Japan’s trade deficit widened to its biggest level on record in January, as a global economic downturn sapped overseas demand for Japanese goods and caused exports to plunge 45.7%, the fastest decline ever. The data indicate that Japan’s economy, which in past recessions relied on exports to recover, won’t be supported by overseas demand and, if anything, will continue to suffer from the collapse in that demand. Analysts say there are few signs exports will pick up any time soon.

Japan’s January trade deficit came to ¥952.6 billion ($9.84 billion) in January, the Ministry of Finance said Wednesday. While the figure was better than analysts’ consensus forecast of ¥1.15 trillion deficit, it was still the biggest on record. It was also the fourth straight month Japan posted a trade deficit.

I never thought that a big fall in commodity prices would coincide with a big fall in Japan’s trade surplus. But right now Japan’s manufactured exports are falling even faster than Japan’s commodity-heavy import bill.

China’s 17.5% y/y fall in its January exports is far smaller than the falls in the exports of other major Asian trading powers. Japan is down 46%. Korea, 33%. Taiwan, 44%.

That strikes me as one of the key puzzle’s of today’s global economy. One potential explanation is that China is taking market share. One potential explanation is that the big fall in China’s exports is in the pipeline, as China is the last stop in Asia’s assembly chain.

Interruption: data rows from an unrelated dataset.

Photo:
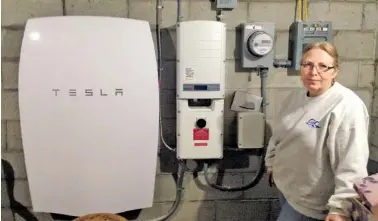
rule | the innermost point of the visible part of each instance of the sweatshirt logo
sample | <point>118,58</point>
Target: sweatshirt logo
<point>313,123</point>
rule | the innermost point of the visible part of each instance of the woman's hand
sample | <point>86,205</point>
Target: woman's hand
<point>336,217</point>
<point>270,176</point>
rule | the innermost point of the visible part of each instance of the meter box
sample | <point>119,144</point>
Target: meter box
<point>257,45</point>
<point>302,33</point>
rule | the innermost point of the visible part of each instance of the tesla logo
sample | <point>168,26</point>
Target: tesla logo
<point>88,92</point>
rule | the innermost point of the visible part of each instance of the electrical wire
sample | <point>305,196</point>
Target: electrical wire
<point>305,4</point>
<point>159,8</point>
<point>177,201</point>
<point>298,10</point>
<point>182,166</point>
<point>260,173</point>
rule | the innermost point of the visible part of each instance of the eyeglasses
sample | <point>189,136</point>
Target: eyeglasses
<point>319,67</point>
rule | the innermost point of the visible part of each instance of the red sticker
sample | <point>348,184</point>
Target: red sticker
<point>201,134</point>
<point>200,144</point>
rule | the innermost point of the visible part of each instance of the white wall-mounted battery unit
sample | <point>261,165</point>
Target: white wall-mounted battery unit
<point>201,57</point>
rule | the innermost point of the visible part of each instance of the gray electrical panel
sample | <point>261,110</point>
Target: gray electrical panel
<point>302,33</point>
<point>226,4</point>
<point>257,45</point>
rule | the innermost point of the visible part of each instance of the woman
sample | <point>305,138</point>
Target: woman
<point>319,144</point>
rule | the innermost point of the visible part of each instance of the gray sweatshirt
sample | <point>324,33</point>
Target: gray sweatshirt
<point>319,146</point>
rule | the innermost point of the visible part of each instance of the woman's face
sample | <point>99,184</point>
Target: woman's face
<point>317,71</point>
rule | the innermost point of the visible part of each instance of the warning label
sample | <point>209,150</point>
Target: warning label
<point>201,134</point>
<point>189,74</point>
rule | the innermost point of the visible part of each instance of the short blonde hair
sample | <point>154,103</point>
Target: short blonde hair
<point>327,47</point>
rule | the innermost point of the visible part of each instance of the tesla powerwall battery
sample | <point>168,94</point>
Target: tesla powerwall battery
<point>89,106</point>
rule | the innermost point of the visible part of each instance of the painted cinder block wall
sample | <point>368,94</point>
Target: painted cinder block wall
<point>355,34</point>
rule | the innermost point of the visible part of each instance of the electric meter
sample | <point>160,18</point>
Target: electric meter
<point>257,47</point>
<point>260,43</point>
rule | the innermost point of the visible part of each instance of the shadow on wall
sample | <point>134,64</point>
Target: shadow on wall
<point>15,206</point>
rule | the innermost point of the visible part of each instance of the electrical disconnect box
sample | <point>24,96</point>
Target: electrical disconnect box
<point>201,55</point>
<point>226,4</point>
<point>302,33</point>
<point>251,129</point>
<point>257,45</point>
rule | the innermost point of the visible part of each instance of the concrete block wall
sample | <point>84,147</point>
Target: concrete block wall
<point>355,23</point>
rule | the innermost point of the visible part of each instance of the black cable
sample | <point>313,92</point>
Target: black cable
<point>260,173</point>
<point>179,188</point>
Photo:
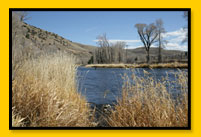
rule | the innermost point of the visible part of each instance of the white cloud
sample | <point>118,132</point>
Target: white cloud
<point>176,33</point>
<point>176,46</point>
<point>120,40</point>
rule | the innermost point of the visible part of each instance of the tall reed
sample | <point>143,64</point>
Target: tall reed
<point>44,93</point>
<point>147,102</point>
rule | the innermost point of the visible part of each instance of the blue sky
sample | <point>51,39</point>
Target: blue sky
<point>85,26</point>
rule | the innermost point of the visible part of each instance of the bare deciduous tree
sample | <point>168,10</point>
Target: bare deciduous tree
<point>185,15</point>
<point>148,35</point>
<point>109,52</point>
<point>161,41</point>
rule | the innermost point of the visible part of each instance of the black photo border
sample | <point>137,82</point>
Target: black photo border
<point>99,9</point>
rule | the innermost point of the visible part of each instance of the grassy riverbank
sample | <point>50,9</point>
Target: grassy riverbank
<point>148,103</point>
<point>160,65</point>
<point>44,94</point>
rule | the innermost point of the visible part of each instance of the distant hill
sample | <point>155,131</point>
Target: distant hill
<point>42,41</point>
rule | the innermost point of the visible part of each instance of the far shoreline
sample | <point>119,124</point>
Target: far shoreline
<point>144,65</point>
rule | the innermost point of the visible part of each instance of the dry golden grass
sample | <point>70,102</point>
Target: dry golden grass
<point>149,104</point>
<point>17,121</point>
<point>160,65</point>
<point>44,93</point>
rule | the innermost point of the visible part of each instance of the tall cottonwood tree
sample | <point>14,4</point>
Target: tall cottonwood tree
<point>148,35</point>
<point>109,52</point>
<point>161,41</point>
<point>185,15</point>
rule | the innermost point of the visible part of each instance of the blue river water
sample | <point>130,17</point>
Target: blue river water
<point>103,85</point>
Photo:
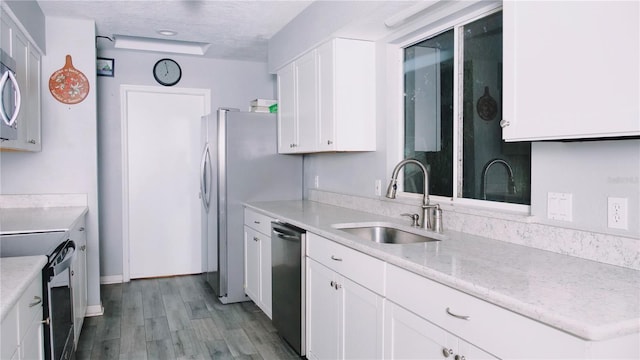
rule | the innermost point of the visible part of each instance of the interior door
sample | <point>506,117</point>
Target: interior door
<point>163,211</point>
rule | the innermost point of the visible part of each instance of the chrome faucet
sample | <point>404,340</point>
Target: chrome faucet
<point>511,184</point>
<point>427,222</point>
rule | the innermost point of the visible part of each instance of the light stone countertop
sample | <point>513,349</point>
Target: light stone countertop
<point>588,299</point>
<point>16,273</point>
<point>39,219</point>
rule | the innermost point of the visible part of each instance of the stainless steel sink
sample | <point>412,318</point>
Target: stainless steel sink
<point>386,233</point>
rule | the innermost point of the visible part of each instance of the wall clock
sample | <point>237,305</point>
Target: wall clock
<point>167,72</point>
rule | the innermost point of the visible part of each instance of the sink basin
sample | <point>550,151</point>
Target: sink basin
<point>386,233</point>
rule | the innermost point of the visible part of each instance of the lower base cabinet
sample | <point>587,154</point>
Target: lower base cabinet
<point>358,307</point>
<point>79,277</point>
<point>21,331</point>
<point>408,336</point>
<point>344,318</point>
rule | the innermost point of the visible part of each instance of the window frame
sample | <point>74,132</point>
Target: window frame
<point>416,37</point>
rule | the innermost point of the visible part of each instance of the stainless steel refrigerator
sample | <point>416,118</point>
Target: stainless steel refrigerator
<point>249,168</point>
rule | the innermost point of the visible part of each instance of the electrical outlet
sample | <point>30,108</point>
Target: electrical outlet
<point>617,213</point>
<point>378,187</point>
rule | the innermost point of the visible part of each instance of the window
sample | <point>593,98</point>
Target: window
<point>460,142</point>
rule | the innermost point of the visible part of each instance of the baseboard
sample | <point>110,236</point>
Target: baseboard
<point>94,310</point>
<point>111,279</point>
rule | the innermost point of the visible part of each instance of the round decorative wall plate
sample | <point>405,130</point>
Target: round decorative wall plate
<point>487,106</point>
<point>69,85</point>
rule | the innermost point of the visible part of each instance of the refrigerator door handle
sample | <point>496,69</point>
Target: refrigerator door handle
<point>203,174</point>
<point>208,174</point>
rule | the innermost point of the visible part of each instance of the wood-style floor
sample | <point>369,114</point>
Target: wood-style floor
<point>177,318</point>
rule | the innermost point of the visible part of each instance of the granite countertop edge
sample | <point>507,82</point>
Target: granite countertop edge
<point>39,219</point>
<point>17,275</point>
<point>314,218</point>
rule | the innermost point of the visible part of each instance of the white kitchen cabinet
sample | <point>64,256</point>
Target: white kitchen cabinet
<point>79,277</point>
<point>408,336</point>
<point>571,69</point>
<point>28,74</point>
<point>257,259</point>
<point>21,330</point>
<point>287,136</point>
<point>327,99</point>
<point>298,107</point>
<point>490,328</point>
<point>344,318</point>
<point>347,112</point>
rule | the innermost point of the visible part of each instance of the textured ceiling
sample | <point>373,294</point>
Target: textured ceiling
<point>235,29</point>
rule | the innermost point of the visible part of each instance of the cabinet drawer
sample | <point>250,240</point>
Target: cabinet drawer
<point>30,305</point>
<point>496,330</point>
<point>361,268</point>
<point>257,221</point>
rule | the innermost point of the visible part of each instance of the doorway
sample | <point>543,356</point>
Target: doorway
<point>162,143</point>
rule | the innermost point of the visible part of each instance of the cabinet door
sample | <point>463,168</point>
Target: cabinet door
<point>323,316</point>
<point>361,321</point>
<point>287,110</point>
<point>307,94</point>
<point>252,264</point>
<point>265,274</point>
<point>559,82</point>
<point>33,102</point>
<point>79,279</point>
<point>408,336</point>
<point>326,109</point>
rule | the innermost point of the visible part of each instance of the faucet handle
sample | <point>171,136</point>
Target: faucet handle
<point>414,217</point>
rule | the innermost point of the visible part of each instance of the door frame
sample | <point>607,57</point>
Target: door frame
<point>125,90</point>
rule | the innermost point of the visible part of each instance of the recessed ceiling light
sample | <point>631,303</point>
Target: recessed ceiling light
<point>167,32</point>
<point>160,45</point>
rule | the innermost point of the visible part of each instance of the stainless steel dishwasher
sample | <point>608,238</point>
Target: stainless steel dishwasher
<point>288,283</point>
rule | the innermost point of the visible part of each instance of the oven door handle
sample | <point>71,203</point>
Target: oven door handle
<point>66,262</point>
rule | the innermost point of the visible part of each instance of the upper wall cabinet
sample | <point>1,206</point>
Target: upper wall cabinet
<point>28,72</point>
<point>327,99</point>
<point>571,70</point>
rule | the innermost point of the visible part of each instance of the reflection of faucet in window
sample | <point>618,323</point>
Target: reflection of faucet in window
<point>512,183</point>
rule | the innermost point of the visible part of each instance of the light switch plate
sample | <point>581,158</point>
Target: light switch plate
<point>617,213</point>
<point>560,206</point>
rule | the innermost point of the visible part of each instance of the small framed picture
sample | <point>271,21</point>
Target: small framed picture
<point>104,67</point>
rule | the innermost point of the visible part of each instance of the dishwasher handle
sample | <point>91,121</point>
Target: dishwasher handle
<point>286,231</point>
<point>285,236</point>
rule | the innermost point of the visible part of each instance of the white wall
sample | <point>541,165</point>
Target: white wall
<point>232,84</point>
<point>68,161</point>
<point>32,19</point>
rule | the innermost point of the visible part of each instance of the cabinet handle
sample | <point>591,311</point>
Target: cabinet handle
<point>462,317</point>
<point>36,301</point>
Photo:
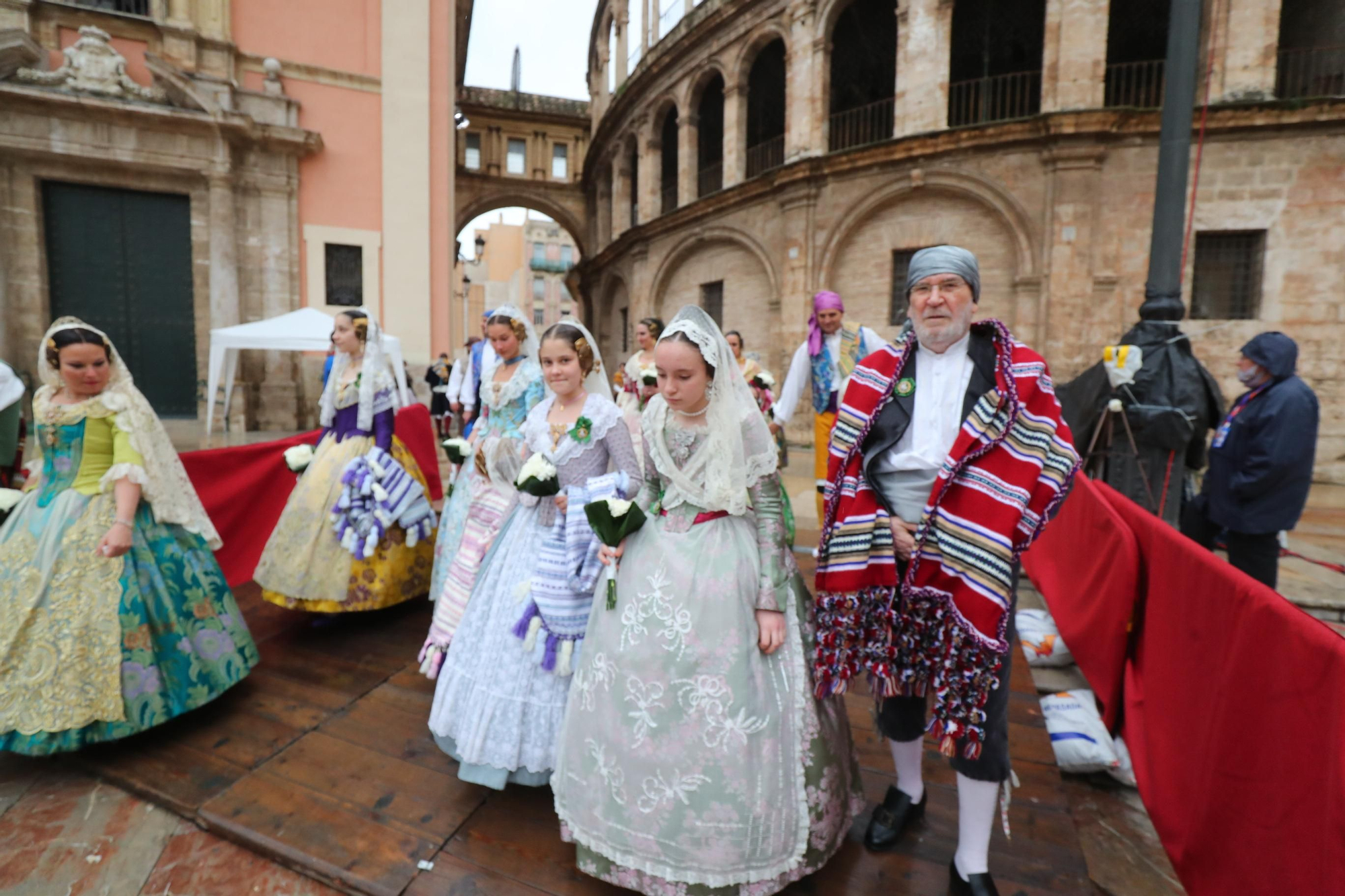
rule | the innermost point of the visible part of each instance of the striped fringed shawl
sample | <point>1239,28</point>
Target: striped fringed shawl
<point>1003,479</point>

And one potential explanation is that a significant domestic downturn in China is adding to the downturn in the exports of other Asian economies.

Update: Jon Anderson of UBS argues that China’s electronics exports have collapsed in line with the exports of the rest of Asia. However, China’s low-tech exports -- shoes, textiles, toys, furniture -- have held up well. To put it just a bit differently, he argues that a lot of the press coverage about the fall in China’s low-end exports and the resulting fall in employment has the story wrong. China’s low-end, labor-intensive exports are doing (relatively) well compared to China’s electronics assembly business. He also argues that the fall in investment in Chinese real estate and related materials has added to the woes of other Asian exporters.

And Rachel Ziemba recommends the analysis of United Overseas Bank. Among other things, they noted that the credit/ housing/ consumption bubble in the West pulled Asian exports well above their long-term trend. I rather suspect artificially weak exchange rates also played a role, especially vis-a-vis Europe. The current export fall consequently represents a reversion to a more normal pattern of export growth. The current sharp fall in trade isn’t so much deglobalization as the end of a period of artificial globalization, an era where a lot of hidden subsidies -- whether undervalued exchange rates in the East or the bankers’ put in the West -- pushed both credit and import demand to levels that could not be sustained. But I am moving well beyond the actual analysis in the UOB piece -- and into a set of topics that probably warrant a post of their own.